A 40-year chart of the US 10-Year Treasury yield shows the same pattern repeating over and over again.
Before the 1987 stock market crash, the dot-com collapse, the 2008 financial crisis, the 2018 selloff, and the 2022 bear market, bond yields spiked sharply higher first.
The reason is simple.
Stocks and bonds compete for the same money.
When Treasury yields rise, large investors can suddenly earn high “risk-free” returns from government bonds.
That pulls money away from stocks. And the more expensive the stock market becomes, the more dangerous that shift gets.
Right now, the US 30-year Treasury yield has surged to 5.20%. That is the exact same level seen in 2007 right before the Global Financial Crisis.
But today’s stock market is even more overvalued than it was back then.
The Buffett Indicator is now around 234% of GDP. Before the 2008 crash, it was around 105%. The Shiller CAPE ratio is near 40. The only time valuations were higher was during the 1999 dot-com bubble.
This is creating a massive problem for equities.
Stocks are no longer offering enough return compared to bonds. The Equity Risk Premium has now fallen to around -1.5%. That means investors are taking significantly more risk in stocks while earning less return than long-term Treasuries.
The last time this happened was during the 2000-2002 tech collapse.
At the same time, the drivers behind rising yields are becoming more dangerous.
US national debt has now crossed $38 trillion. Annual interest payments are above $1 trillion for the first time ever. Oil prices are also surging again as tensions involving Iran continue pushing inflation risks higher.
And global bond markets are starting to break together.
Japan’s long-term bond yields just hit the highest levels in decades. UK bond yields are near multi-decade highs. Global borrowing costs are rising everywhere at the same time.
This puts the Federal Reserve in a very difficult position.
If the Fed cuts rates too early, inflation can surge again.
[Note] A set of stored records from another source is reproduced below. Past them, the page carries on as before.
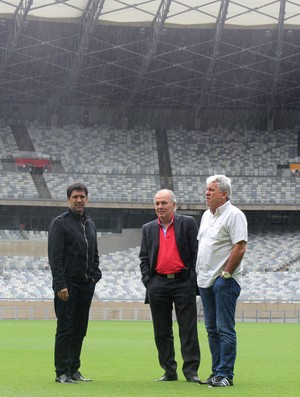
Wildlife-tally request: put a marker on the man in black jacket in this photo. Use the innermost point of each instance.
(74, 261)
(168, 257)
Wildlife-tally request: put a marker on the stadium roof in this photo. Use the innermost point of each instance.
(186, 54)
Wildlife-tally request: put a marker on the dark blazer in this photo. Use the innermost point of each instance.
(186, 231)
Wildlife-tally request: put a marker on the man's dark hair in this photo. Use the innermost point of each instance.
(77, 186)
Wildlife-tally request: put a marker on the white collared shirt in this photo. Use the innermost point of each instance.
(217, 235)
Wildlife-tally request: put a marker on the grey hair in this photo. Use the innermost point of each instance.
(171, 193)
(223, 182)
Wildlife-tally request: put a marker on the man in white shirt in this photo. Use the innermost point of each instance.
(222, 240)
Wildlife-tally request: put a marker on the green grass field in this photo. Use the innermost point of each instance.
(122, 360)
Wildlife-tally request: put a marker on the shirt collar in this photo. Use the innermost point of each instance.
(222, 208)
(172, 221)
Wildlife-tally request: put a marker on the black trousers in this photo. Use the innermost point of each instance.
(72, 322)
(163, 295)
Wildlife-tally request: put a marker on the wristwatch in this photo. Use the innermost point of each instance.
(225, 275)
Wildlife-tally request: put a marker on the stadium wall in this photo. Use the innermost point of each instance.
(138, 311)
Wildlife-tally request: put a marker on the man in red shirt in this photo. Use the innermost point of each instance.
(168, 257)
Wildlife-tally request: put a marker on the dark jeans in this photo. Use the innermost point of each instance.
(219, 305)
(72, 321)
(163, 293)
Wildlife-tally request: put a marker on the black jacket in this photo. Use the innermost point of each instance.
(73, 250)
(186, 239)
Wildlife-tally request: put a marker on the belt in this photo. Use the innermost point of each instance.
(173, 275)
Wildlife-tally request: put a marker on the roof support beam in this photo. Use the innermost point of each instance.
(89, 20)
(278, 57)
(215, 53)
(158, 25)
(18, 21)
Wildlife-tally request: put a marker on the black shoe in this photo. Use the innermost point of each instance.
(167, 378)
(194, 379)
(221, 381)
(78, 376)
(64, 379)
(209, 380)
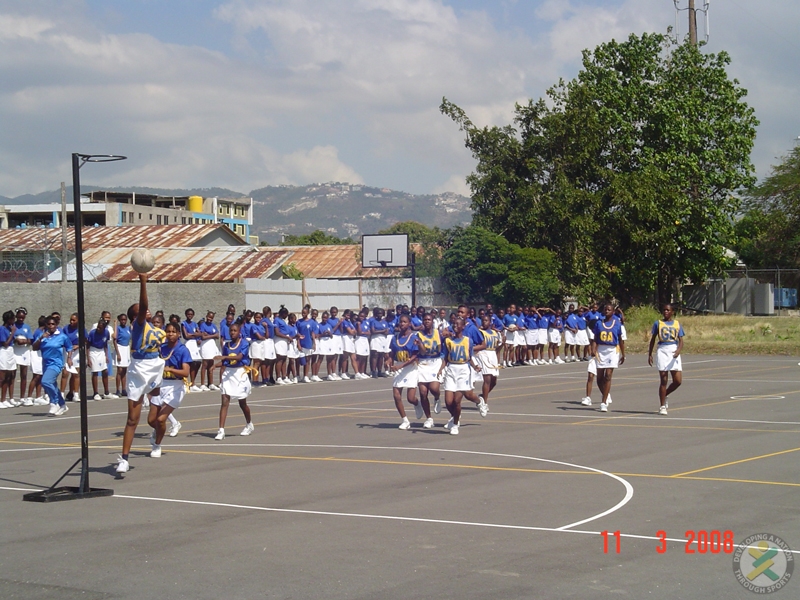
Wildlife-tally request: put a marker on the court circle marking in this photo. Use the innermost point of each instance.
(628, 487)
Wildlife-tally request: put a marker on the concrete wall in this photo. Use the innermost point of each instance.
(44, 298)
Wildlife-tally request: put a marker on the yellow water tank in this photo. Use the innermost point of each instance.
(195, 203)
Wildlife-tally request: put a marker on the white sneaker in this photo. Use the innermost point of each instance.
(122, 465)
(483, 408)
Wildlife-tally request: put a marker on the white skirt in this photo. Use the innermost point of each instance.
(257, 349)
(607, 357)
(7, 360)
(665, 361)
(362, 345)
(37, 366)
(97, 359)
(22, 354)
(281, 346)
(428, 370)
(76, 362)
(144, 375)
(457, 378)
(194, 350)
(124, 357)
(235, 383)
(406, 377)
(488, 362)
(209, 349)
(172, 393)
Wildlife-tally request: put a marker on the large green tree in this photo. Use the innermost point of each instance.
(768, 234)
(627, 172)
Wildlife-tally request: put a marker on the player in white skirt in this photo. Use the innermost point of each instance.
(235, 382)
(146, 370)
(177, 368)
(669, 333)
(362, 344)
(457, 373)
(486, 354)
(608, 349)
(404, 367)
(122, 353)
(429, 363)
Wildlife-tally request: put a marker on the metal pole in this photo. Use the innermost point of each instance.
(76, 197)
(64, 256)
(413, 279)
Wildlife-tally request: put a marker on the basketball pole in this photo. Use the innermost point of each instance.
(83, 490)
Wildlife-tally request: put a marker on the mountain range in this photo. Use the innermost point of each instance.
(339, 209)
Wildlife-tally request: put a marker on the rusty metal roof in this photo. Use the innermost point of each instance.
(133, 236)
(217, 264)
(330, 262)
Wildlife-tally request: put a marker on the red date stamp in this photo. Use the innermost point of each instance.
(696, 542)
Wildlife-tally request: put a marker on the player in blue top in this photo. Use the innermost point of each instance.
(146, 370)
(177, 368)
(669, 334)
(235, 383)
(54, 345)
(608, 348)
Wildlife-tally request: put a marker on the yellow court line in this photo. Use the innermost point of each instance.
(736, 462)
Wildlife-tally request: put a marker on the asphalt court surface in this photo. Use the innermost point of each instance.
(329, 499)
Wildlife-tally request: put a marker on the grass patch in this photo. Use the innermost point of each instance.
(720, 334)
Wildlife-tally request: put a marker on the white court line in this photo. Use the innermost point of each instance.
(386, 517)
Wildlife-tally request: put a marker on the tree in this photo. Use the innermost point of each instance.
(768, 234)
(627, 172)
(482, 265)
(318, 238)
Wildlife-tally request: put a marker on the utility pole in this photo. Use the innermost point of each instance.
(692, 23)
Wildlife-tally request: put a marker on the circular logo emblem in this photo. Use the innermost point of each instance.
(763, 563)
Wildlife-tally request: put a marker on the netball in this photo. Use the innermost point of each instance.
(142, 261)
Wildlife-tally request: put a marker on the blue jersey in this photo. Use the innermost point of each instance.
(174, 358)
(239, 347)
(123, 335)
(146, 340)
(53, 348)
(608, 333)
(96, 339)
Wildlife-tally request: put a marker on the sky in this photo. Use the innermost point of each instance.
(248, 93)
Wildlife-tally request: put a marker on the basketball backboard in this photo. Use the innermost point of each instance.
(384, 251)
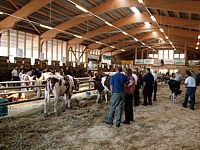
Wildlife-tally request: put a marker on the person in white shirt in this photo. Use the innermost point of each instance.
(155, 76)
(191, 88)
(179, 76)
(15, 76)
(136, 92)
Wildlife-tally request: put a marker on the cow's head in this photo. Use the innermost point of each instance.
(76, 84)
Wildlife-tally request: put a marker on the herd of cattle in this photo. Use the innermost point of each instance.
(60, 85)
If it keeps rates high, borrowing costs continue crushing housing, businesses, consumers, and government finances.
That is why rising yields become so dangerous late in a cycle.
They slowly remove liquidity from the entire system.
And today’s market is heavily dependent on AI stocks, mega cap tech, aggressive valuations, cheap refinancing, and speculative positioning.
The exact same conditions that become vulnerable when yields keep rising.
The 40-year yield chart now ends with a large red question mark at today’s levels.
History shows markets usually ignore rising yields for a while.